0 votes
1 view
in Machine Learning by (12.2k points)

I'm Working on document classification tasks in java.

Both algorithms came highly recommended, what are the benefits and disadvantages of each and which is more commonly used in the literature for Natural Language Processing tasks?

1 Answer

0 votes
by (31.3k points)

The main difference between the Porter and Lancaster Stemming algorithms is that the Lancaster stemmer is significantly more dynamic than the Porter Stemmer. 

The three major stemming algorithms in use nowadays:

  • Porter Stemmer

  • Snowball Stemmer

  • Lancaster Stemmer

Porter is the least aggressive algorithm, with the description of each algorithm actually being somewhat lengthy and technical. 

Porter: It is the most commonly used stemmer nowadays. It is one of the few stemmers that actually have Java support and it is also the most computationally intensive of the algorithms. It is also the oldest stemming algorithm by a large margin.
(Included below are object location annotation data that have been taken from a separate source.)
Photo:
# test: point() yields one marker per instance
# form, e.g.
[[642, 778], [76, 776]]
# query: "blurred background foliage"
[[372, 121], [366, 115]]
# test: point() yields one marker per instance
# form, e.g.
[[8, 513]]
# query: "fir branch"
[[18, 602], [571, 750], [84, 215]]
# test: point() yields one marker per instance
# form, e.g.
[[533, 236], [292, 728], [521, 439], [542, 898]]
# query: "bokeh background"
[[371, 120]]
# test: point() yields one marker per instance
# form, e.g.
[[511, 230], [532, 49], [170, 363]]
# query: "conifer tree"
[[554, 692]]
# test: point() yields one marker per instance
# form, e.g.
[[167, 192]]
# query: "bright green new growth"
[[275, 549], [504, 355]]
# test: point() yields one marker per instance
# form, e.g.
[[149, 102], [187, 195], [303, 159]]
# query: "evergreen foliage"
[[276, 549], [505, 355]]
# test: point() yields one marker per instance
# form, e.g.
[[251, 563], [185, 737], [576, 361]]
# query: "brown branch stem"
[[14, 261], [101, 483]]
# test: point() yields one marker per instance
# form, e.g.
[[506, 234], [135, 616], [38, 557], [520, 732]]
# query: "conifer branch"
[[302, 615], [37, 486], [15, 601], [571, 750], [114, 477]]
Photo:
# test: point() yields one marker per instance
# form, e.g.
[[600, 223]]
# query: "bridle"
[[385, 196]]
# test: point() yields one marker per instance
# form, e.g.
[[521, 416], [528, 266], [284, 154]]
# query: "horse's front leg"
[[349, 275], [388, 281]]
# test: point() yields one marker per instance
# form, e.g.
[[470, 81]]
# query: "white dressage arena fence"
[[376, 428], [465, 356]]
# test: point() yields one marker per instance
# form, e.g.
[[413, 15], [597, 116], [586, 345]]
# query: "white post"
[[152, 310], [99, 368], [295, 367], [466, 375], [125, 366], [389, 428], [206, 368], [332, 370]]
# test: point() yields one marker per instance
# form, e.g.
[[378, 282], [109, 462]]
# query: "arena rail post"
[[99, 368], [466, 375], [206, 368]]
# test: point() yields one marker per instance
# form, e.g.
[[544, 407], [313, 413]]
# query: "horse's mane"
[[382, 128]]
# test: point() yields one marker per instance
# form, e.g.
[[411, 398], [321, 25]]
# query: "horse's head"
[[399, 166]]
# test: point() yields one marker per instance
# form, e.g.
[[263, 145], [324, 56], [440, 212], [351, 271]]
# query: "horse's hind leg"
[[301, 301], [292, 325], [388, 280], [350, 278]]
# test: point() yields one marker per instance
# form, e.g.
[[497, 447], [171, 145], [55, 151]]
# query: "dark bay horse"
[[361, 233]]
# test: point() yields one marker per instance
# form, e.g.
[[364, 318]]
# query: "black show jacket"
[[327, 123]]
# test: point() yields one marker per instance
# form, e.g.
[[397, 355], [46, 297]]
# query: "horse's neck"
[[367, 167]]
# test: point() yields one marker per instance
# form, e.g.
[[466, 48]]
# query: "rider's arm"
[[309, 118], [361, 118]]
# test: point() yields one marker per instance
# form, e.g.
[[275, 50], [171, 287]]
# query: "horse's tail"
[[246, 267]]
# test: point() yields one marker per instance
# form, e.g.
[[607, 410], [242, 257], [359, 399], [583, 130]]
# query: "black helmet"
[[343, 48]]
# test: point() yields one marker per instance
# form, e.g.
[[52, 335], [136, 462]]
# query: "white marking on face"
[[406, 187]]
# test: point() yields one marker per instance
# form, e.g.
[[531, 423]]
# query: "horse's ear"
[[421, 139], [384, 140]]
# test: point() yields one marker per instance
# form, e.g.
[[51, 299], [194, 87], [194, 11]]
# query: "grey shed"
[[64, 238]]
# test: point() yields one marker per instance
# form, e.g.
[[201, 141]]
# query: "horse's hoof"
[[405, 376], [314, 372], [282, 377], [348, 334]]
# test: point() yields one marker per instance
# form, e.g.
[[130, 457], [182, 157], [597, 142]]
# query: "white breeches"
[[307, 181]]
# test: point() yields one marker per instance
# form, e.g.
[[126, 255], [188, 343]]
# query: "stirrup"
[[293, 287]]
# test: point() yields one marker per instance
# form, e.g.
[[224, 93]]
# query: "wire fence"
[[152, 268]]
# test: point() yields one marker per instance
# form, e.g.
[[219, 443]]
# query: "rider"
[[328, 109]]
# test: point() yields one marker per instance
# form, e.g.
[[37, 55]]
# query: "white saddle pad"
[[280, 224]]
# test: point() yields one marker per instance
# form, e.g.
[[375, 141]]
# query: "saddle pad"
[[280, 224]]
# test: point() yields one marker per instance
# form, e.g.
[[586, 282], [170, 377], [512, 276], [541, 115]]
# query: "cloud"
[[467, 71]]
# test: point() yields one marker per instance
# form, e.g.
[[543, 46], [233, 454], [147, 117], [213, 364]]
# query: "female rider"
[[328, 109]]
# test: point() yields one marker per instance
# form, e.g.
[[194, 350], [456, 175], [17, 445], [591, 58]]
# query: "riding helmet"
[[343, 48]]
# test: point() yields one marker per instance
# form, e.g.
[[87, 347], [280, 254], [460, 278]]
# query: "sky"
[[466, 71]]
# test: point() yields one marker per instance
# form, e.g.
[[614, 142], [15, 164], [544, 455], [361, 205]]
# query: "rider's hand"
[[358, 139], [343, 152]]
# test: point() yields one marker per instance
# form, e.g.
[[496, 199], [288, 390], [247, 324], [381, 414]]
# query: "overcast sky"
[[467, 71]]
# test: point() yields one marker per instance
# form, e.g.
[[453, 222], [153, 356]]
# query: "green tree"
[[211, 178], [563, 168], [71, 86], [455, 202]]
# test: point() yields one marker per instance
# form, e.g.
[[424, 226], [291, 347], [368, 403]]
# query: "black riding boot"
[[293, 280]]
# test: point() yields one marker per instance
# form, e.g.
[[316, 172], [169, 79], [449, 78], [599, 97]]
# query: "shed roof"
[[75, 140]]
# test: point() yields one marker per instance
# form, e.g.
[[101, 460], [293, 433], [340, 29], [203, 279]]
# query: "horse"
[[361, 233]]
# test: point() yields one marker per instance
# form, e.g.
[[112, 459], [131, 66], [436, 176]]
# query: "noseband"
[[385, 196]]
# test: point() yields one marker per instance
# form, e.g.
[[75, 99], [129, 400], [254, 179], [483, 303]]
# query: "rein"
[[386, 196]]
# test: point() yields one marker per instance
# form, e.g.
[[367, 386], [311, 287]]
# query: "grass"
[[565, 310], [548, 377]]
Snowball: This is an improvement over porter. It is slightly faster computation time than porter, with a reasonably large community around it.

Lancaster: It is a very aggressive stemming algorithm. With Porter and Snowball, the stemmed representations are intuitive to a reader, not so with Lancaster, as many shorter words will become totally confusing. The fastest algorithm here, and will reduce your working set of words hugely, but if you want more distinction, not the tool you would want.

I’d suggest that Snowball is better than Porter and Lancaster.

Hope this answer helps.

...